I decided to shred bok choy for the base. To that I added shredded chard and lightly chopped arugula. This year’s arugula is milder in flavor than last year’s, but if not kept in check it can quickly overpower other greens. I used a ratio of about 4 to 1 bok choy to arugula.
To balance the bitterness of the greens, I chose Gala apples, fresh mozzarella, and honey roasted pecan pieces. Some salads are delicious deconstructed. This one was dependent on the flavor combination in each bite, so I wanted to make sure the apples were distributed throughout.
I decided julienned strips would be the best option. Of course, the day before I managed to melt the handle of the knife I needed to cut the apples. I know that sounds odd. Somehow, it fell out of the silverware basket of my dishwasher and lodged against the heating element without me noticing. Well, until there was weird blue smoke in the air. But that’s another story for another day.
In this narrative, it meant I needed another option to julienne the apple. Off I went to my dining room closet where I store the mandoline I use for scalloped potatoes. My thinking was that if I used the mandoline to make thin, uniform slices, it wouldn’t be that hard to cut those into strips.

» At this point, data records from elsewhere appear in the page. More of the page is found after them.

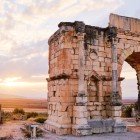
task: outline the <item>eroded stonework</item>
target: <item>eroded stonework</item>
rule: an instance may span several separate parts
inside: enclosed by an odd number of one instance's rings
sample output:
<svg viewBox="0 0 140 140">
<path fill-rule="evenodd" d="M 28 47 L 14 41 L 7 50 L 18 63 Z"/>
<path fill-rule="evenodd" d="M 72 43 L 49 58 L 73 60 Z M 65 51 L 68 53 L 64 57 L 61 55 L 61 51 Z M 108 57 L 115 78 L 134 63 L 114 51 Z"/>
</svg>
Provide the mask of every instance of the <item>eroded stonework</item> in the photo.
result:
<svg viewBox="0 0 140 140">
<path fill-rule="evenodd" d="M 107 28 L 61 22 L 49 39 L 47 129 L 59 135 L 125 132 L 124 61 L 137 72 L 140 102 L 140 20 L 111 14 Z"/>
</svg>

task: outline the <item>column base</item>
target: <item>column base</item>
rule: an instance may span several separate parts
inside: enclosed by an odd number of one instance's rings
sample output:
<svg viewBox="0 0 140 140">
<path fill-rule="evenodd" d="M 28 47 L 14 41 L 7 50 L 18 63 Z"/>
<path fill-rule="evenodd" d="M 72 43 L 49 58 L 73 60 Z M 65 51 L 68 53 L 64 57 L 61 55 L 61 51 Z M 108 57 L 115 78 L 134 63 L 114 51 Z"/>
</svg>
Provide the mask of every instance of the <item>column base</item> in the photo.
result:
<svg viewBox="0 0 140 140">
<path fill-rule="evenodd" d="M 88 136 L 101 133 L 124 133 L 127 131 L 125 123 L 121 119 L 93 119 L 85 125 L 60 125 L 46 121 L 46 129 L 57 135 Z"/>
<path fill-rule="evenodd" d="M 70 135 L 72 134 L 71 125 L 60 125 L 58 123 L 47 120 L 45 122 L 45 128 L 57 135 Z"/>
<path fill-rule="evenodd" d="M 125 133 L 127 132 L 126 124 L 121 120 L 115 120 L 115 124 L 113 126 L 113 132 L 114 133 Z"/>
<path fill-rule="evenodd" d="M 89 125 L 73 125 L 72 134 L 75 136 L 92 135 L 91 127 Z"/>
<path fill-rule="evenodd" d="M 101 134 L 101 133 L 123 133 L 127 131 L 126 125 L 124 122 L 115 120 L 112 118 L 109 119 L 93 119 L 88 121 L 89 126 L 91 127 L 92 134 Z"/>
<path fill-rule="evenodd" d="M 113 132 L 113 119 L 92 119 L 88 123 L 92 127 L 92 134 Z"/>
</svg>

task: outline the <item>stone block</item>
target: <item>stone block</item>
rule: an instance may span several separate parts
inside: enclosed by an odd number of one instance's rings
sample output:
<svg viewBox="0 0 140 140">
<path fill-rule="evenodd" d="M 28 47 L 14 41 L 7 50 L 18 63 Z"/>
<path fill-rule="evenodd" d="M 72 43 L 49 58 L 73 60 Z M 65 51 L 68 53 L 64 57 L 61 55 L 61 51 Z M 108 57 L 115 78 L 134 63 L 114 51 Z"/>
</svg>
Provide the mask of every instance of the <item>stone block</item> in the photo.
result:
<svg viewBox="0 0 140 140">
<path fill-rule="evenodd" d="M 75 136 L 89 136 L 92 134 L 92 131 L 91 130 L 73 129 L 72 134 Z"/>
<path fill-rule="evenodd" d="M 87 111 L 87 106 L 73 106 L 75 111 Z"/>
<path fill-rule="evenodd" d="M 111 110 L 114 111 L 120 111 L 122 109 L 122 106 L 111 106 Z"/>
<path fill-rule="evenodd" d="M 89 125 L 73 125 L 72 134 L 76 136 L 91 135 L 91 127 Z"/>
<path fill-rule="evenodd" d="M 91 112 L 91 115 L 92 115 L 92 116 L 100 116 L 101 113 L 100 113 L 100 111 L 96 111 L 96 110 L 95 110 L 95 111 L 92 111 L 92 112 Z"/>
<path fill-rule="evenodd" d="M 89 99 L 90 102 L 95 102 L 95 101 L 97 101 L 97 98 L 94 97 L 94 96 L 90 96 L 88 99 Z"/>
<path fill-rule="evenodd" d="M 124 133 L 127 132 L 126 124 L 123 122 L 115 122 L 115 125 L 113 127 L 113 132 L 114 133 Z"/>
<path fill-rule="evenodd" d="M 92 133 L 109 133 L 113 131 L 113 119 L 93 119 L 88 121 Z"/>
<path fill-rule="evenodd" d="M 97 111 L 100 111 L 100 110 L 102 110 L 102 106 L 101 105 L 97 106 Z"/>
<path fill-rule="evenodd" d="M 75 98 L 74 97 L 68 97 L 68 96 L 58 97 L 57 101 L 60 101 L 61 103 L 74 103 Z"/>
<path fill-rule="evenodd" d="M 87 109 L 89 111 L 93 111 L 93 110 L 96 110 L 96 106 L 87 106 Z"/>
<path fill-rule="evenodd" d="M 103 133 L 103 132 L 104 132 L 103 127 L 95 127 L 95 128 L 92 128 L 92 133 L 93 134 L 100 134 L 100 133 Z"/>
<path fill-rule="evenodd" d="M 107 115 L 108 117 L 111 117 L 112 112 L 111 112 L 110 110 L 106 110 L 106 115 Z"/>
<path fill-rule="evenodd" d="M 76 124 L 78 125 L 86 125 L 87 124 L 87 118 L 76 118 Z"/>
<path fill-rule="evenodd" d="M 87 118 L 89 116 L 89 113 L 87 111 L 73 111 L 73 116 L 76 118 Z"/>
<path fill-rule="evenodd" d="M 71 118 L 66 116 L 60 116 L 58 117 L 58 122 L 60 124 L 71 124 Z"/>
<path fill-rule="evenodd" d="M 68 112 L 62 112 L 62 111 L 58 111 L 58 116 L 65 116 L 68 117 Z"/>
<path fill-rule="evenodd" d="M 87 97 L 76 97 L 76 103 L 87 103 Z"/>
<path fill-rule="evenodd" d="M 106 105 L 106 110 L 111 110 L 110 105 Z"/>
<path fill-rule="evenodd" d="M 121 117 L 122 111 L 111 111 L 111 112 L 112 112 L 112 116 Z"/>
<path fill-rule="evenodd" d="M 66 129 L 61 129 L 61 128 L 57 128 L 56 129 L 56 134 L 57 135 L 70 135 L 72 132 L 71 132 L 71 128 L 66 128 Z"/>
<path fill-rule="evenodd" d="M 89 102 L 87 103 L 88 106 L 93 106 L 93 102 Z"/>
<path fill-rule="evenodd" d="M 94 102 L 94 105 L 102 105 L 100 102 Z"/>
<path fill-rule="evenodd" d="M 106 117 L 106 110 L 102 110 L 102 111 L 101 111 L 101 115 L 102 115 L 103 117 Z"/>
<path fill-rule="evenodd" d="M 88 124 L 92 128 L 92 133 L 103 133 L 103 124 L 101 120 L 90 120 L 88 121 Z"/>
</svg>

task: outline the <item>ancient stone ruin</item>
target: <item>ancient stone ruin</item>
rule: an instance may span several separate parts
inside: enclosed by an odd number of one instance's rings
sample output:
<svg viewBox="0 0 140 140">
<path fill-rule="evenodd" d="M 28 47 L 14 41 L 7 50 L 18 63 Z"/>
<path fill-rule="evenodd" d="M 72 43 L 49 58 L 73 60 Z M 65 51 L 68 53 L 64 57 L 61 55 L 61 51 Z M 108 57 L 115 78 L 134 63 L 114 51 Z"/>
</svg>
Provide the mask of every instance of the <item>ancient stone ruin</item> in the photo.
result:
<svg viewBox="0 0 140 140">
<path fill-rule="evenodd" d="M 125 132 L 120 74 L 124 61 L 136 70 L 140 105 L 140 20 L 111 14 L 106 28 L 58 26 L 49 39 L 46 128 L 59 135 Z"/>
</svg>

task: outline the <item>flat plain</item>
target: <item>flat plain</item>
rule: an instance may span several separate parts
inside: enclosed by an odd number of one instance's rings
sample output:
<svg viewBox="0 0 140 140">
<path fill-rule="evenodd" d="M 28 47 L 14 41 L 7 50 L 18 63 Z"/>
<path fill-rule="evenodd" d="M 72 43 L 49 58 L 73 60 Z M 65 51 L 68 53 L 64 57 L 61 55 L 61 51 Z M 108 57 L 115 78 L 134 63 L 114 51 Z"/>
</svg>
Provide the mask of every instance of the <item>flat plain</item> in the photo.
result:
<svg viewBox="0 0 140 140">
<path fill-rule="evenodd" d="M 38 99 L 0 99 L 0 104 L 4 111 L 13 111 L 14 108 L 23 108 L 27 112 L 45 112 L 47 110 L 47 100 Z"/>
</svg>

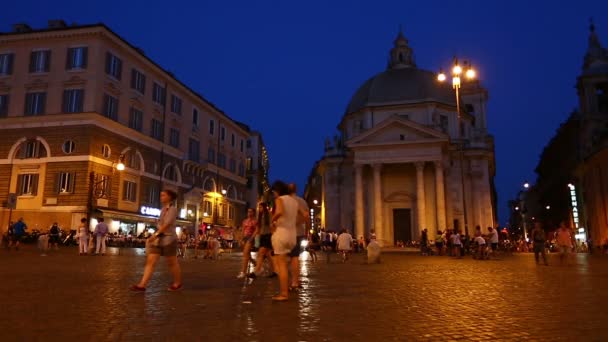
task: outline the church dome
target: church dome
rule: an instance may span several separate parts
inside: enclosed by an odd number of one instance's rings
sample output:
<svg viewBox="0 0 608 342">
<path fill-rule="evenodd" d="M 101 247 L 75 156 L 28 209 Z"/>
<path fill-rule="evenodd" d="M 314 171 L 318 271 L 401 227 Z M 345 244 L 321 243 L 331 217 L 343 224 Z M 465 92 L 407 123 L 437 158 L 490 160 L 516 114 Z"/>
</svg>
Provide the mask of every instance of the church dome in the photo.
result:
<svg viewBox="0 0 608 342">
<path fill-rule="evenodd" d="M 416 102 L 454 104 L 454 94 L 447 83 L 439 83 L 436 73 L 416 67 L 412 49 L 403 34 L 399 33 L 390 51 L 387 70 L 359 87 L 346 107 L 346 114 L 366 107 Z"/>
</svg>

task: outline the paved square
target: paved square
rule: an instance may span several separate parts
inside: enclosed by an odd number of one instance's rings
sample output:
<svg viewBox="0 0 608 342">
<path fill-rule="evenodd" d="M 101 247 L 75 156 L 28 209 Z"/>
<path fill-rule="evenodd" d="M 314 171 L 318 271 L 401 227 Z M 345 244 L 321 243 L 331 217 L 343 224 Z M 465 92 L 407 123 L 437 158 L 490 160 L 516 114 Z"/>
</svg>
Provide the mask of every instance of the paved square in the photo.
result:
<svg viewBox="0 0 608 342">
<path fill-rule="evenodd" d="M 190 252 L 190 251 L 189 251 Z M 380 265 L 303 262 L 304 290 L 270 300 L 276 283 L 235 279 L 238 254 L 182 262 L 169 293 L 160 264 L 145 294 L 141 250 L 79 257 L 64 248 L 0 251 L 0 340 L 401 341 L 608 340 L 608 257 L 569 267 L 532 255 L 497 261 L 391 253 Z M 251 302 L 251 304 L 248 304 Z"/>
</svg>

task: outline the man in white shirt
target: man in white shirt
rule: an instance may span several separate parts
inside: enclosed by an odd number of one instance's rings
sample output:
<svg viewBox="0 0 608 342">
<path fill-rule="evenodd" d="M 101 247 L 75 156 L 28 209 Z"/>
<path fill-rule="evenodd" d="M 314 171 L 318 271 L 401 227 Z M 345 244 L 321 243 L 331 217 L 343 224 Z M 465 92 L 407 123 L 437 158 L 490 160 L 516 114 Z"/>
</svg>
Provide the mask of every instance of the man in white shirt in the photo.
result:
<svg viewBox="0 0 608 342">
<path fill-rule="evenodd" d="M 294 183 L 289 184 L 289 195 L 298 202 L 298 211 L 309 212 L 306 201 L 297 195 L 297 188 Z M 308 215 L 306 215 L 308 218 Z M 310 221 L 310 219 L 308 219 Z M 293 248 L 289 256 L 291 257 L 291 285 L 290 288 L 299 289 L 300 286 L 300 249 L 302 241 L 306 240 L 306 228 L 308 221 L 300 221 L 296 223 L 296 246 Z"/>
<path fill-rule="evenodd" d="M 353 249 L 352 235 L 350 235 L 346 229 L 342 229 L 342 233 L 338 236 L 336 245 L 338 247 L 338 252 L 342 253 L 342 262 L 346 262 L 350 251 Z"/>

What I had forgotten was that the mandoline came with several interchangeable blades I’d never tried. I gave them a look and did a test swipe using a grater looking blade. Apparently, it’s a julienne blade because it made the most perfect strips I’ve ever seen. Whoo-hoo!!! My job just got a whole lot easier. I played that mandoline for all it was worth.
Once I had the greens assembled, I tossed in the apple, and added the cheese and pecans. Earlier I had made a balsamic vinaigrette sweetened with molasses and a little honey. It was thick and rich and poured like a balsamic drizzle. It was just the top-off the salad needed. It was a big hit!
I left the party feeling grateful for the mandoline with its functional simplicity and changeable blades. It shortened the work in my holiday and created a professional looking cut with the swipe of a hand.
I’m not big on small kitchen appliances and I try to keep the gadgets at a minimum, but the right tool at the right time can change cooking from drudgery to pleasure. That’s one big reason to learn to play a mandoline!